By Elizabeth Turnbull - Jul 25,2019 - Last updated at Jul 25,2019

Syrian refugees are seen at the Zaatari refugee camp, home to around 80,000 displaced Syrians, in Mafraq Governorate, some 80km north of Amman (JT file photo)

AMMAN — The UNHCR has called on the international community to show more solidarity with Jordan and the refugee agency in meeting the needs of 1.3 million Syrian refugees, noting that its operations in the Kingdom for 2019 are only 24 per cent funded so far.

"With new competing priorities globally, we are concerned that the financial support for Syrian refugees will continue to diminish," UNHCR spokesperson Lilly Carlisle told The Jordan Times on Tuesday.

While Carlisle expressed gratitude for the funding that has already been received, she added: “As of July, UNHCR Jordan’s operation is only 24 per cent funded for 2019. We are thankful for the funding received so far but the reality is that funding is not keeping up with the needs of refugees.”

“As for our non-Syrian funding appeal, we are only 17 per cent funded for 2019,” she said. In 2018, 90 per cent of Syrian households living in host communities resorted to livelihood-based coping strategies in order to continue obtaining food and other basic needs with over half of households resorting to reducing essential non-food expenditures, according to a report by the World Food Programme (WFP) and the humanitarian initiative REACH.

Food assistance programmes have remained essential in order for Syrian refugees to obtain adequate food, with at least one member of 95 per cent of Syrian households receiving WFP food assistance, according to the report.

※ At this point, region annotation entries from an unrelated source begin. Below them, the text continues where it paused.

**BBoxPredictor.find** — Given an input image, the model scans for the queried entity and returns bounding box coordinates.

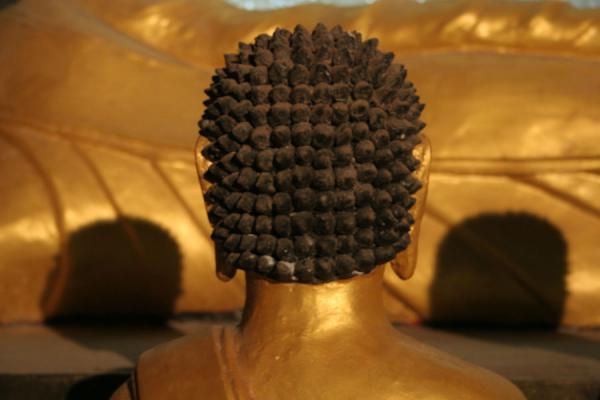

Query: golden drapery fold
[0,0,600,325]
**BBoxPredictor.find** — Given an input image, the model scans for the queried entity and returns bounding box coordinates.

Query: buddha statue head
[196,24,429,284]
[113,25,523,400]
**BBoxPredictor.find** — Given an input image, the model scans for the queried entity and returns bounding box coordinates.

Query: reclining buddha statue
[113,24,524,400]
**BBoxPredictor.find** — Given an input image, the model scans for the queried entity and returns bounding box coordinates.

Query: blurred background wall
[0,0,600,326]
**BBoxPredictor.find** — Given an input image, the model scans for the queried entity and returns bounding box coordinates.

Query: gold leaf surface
[0,0,600,325]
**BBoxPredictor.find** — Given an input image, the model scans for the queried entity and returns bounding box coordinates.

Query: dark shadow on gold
[429,213,567,328]
[0,0,19,11]
[42,218,181,320]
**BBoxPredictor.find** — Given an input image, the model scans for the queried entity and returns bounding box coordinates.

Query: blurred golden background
[0,0,600,326]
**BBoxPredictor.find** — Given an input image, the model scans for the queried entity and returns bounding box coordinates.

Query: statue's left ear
[391,135,431,279]
[194,136,236,282]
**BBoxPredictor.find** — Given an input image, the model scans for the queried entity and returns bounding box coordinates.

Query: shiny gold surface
[0,0,600,325]
[106,101,524,400]
[113,267,524,400]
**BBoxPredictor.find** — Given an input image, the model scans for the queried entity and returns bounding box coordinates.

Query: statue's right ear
[390,134,431,279]
[194,136,236,282]
[194,136,210,194]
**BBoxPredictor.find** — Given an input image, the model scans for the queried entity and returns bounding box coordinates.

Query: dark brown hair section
[199,24,424,283]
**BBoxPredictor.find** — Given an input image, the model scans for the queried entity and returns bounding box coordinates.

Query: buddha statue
[113,24,524,400]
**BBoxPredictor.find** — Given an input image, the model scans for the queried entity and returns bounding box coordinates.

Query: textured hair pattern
[199,24,425,283]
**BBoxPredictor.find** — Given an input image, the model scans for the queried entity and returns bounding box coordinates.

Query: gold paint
[113,126,525,400]
[0,0,600,326]
[113,267,524,400]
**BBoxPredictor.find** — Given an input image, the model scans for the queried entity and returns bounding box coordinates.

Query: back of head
[200,24,424,283]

As costs for obtaining healthcare have increased from being free for Syrian refugees in 2014 to 80 per cent of the costs for non-Jordanians as of February 2018, more Syrian households are inadequately treating health issues, the report said.

Sixty-four per cent of registered Syrian refugee households in host communities reported shelter as their main unmet need, 38 per cent of them were forced to change accommodations primarily due to being evicted by their landlords or having to put less money towards rent, according to the report. 

Work opportunities for Syrian refugees in host communities are often temporary or informal. Only 13 per cent of Syrian working men and women have regular jobs and 33 per cent have work permits, according to the report.

Refugees in Azraq and Zaatari refugee camps have more stable access to shelter, education, health and WFP food assistance, the report said, with acceptable levels of food consumption rising from 78 per cent of households to 96 per cent in 2018, although food prices in camps have increased.

Recommendations for improving the lives of Syrian refugees included in the report suggest there should be increased efforts to formalise work for refugees, more access to rental assistance, and a strategic identification of the key characteristics of those who are most food insecure and vulnerable, among other things.